Wednesday, 12 March 2014

David Case - The Hunter

The Pan Books Of Horror were a rite of passage for my generation, similar to the next generation and video nasties. We had to read and use our imaginations.


The Twelfth Pan Book Of Horror (with a cover featuring a skeleton emerging from ice) featured a long short story (sic) called The Hunter. In fact, it takes up about half the book. It's a wonderfully English tale set on Bodmin Moor so I was very surprised to find out that David Case was American.

You wouldn't know it from the story, apart from a God-Damn and an I guess.

A penny-pinching hiker is perambulating across Bodmin Moor when he discovers a body, brutally savaged - and headless.

Cut to Wetherby in The Venturers Club, both a little past their prime.
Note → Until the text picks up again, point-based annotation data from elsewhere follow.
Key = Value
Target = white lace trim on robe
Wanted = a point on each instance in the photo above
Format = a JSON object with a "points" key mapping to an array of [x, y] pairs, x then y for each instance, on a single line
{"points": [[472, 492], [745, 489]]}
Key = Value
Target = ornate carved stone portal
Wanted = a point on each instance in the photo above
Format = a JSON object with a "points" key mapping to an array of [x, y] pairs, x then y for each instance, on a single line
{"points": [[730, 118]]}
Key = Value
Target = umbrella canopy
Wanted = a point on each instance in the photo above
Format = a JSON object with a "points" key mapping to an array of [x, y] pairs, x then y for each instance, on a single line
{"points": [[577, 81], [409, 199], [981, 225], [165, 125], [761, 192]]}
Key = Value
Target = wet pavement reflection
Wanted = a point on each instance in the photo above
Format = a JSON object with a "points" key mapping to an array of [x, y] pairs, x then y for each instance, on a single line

Our man has retired from big-game hunting and the club is now open to long-haired youngsters who don’t share the same passion for the hunt or exploration as the original members.
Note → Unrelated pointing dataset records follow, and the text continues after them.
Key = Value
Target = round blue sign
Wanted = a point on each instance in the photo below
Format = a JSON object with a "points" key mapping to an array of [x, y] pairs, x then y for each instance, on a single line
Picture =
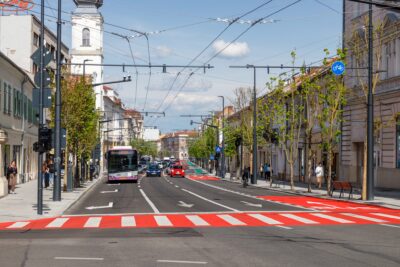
{"points": [[338, 68]]}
His quiet evening is interrupted by the arrival of old member Justin Bell. Bell is a no-nonsense copper whose membership only just got though on the basis of (or despite) his job.

Bell clues Wetherby in on the savage killing in Bodmin. The police are baffled (?!) and Bell thinks his old friend’s skills will help. Coincidentally, there’s another Venturer, the enigmatic Byron, who lives nearby. He has declined to assist the Old Bill.

Wetherby, enthused by the chance to reignite his old way of life, and intrigued (though not surprised) by Byron’s refusal to help, agrees to assist – and they have to set off earlier than expected because there’s been another savage killing.

A commercial traveller had run out of petrol not far from the scene of the first killing, and upon leaving his car in the pouring rain, met with a bloody end and the loss of his head. I like what Case did with this character, a reversal of the usual commercial traveller arc.

Wetherby and Bell investigate. It seems that the creature walks bipedally towards its intended victim, charges on all fours to the kill, slashes away with savage claws…but how does it decapitate the target so cleanly….and what about tracks away from the corpse….?

A journalist shows up, fomenting disdain amongst the investigators (Case does a good job of humanising him) and, knowing the sort of hysterical headline his editor wants, begins to suggest lycanthropy. Anyone familiar some of Case’s other work (The Cell, Among The Wolves) will know that this may not be too far from expectations.

We have a pub called The King’s Torso with irascible landlord, a scene that really frightened me as a nipper – the discovery of the third victim, and Wetherby’s realisation that perhaps it’s been too long, and his idea of patrolling the moor alone at night to draw out the beast was not such a good idea.

It’s a cracking tale, full of nostalgic goodness for me. Probably unworkable these days due to mobile phones, although the remoteness of the moor might bugger up signals.

Byron, with his peculiar philosophy of what living means, meanders through the story, highlighting Wetherby’s decline and normality, and giving off an aura of Nietzschean superpower.

The ending is somewhat anticlimactic but it’s a great journey.

I’ve managed to track down a US TV movie based upon the story, called Scream Of The Wolf. It doesn’t seem to be highly thought of, despite the involvement of Dan Curtis and Richard Matheson. We shall see.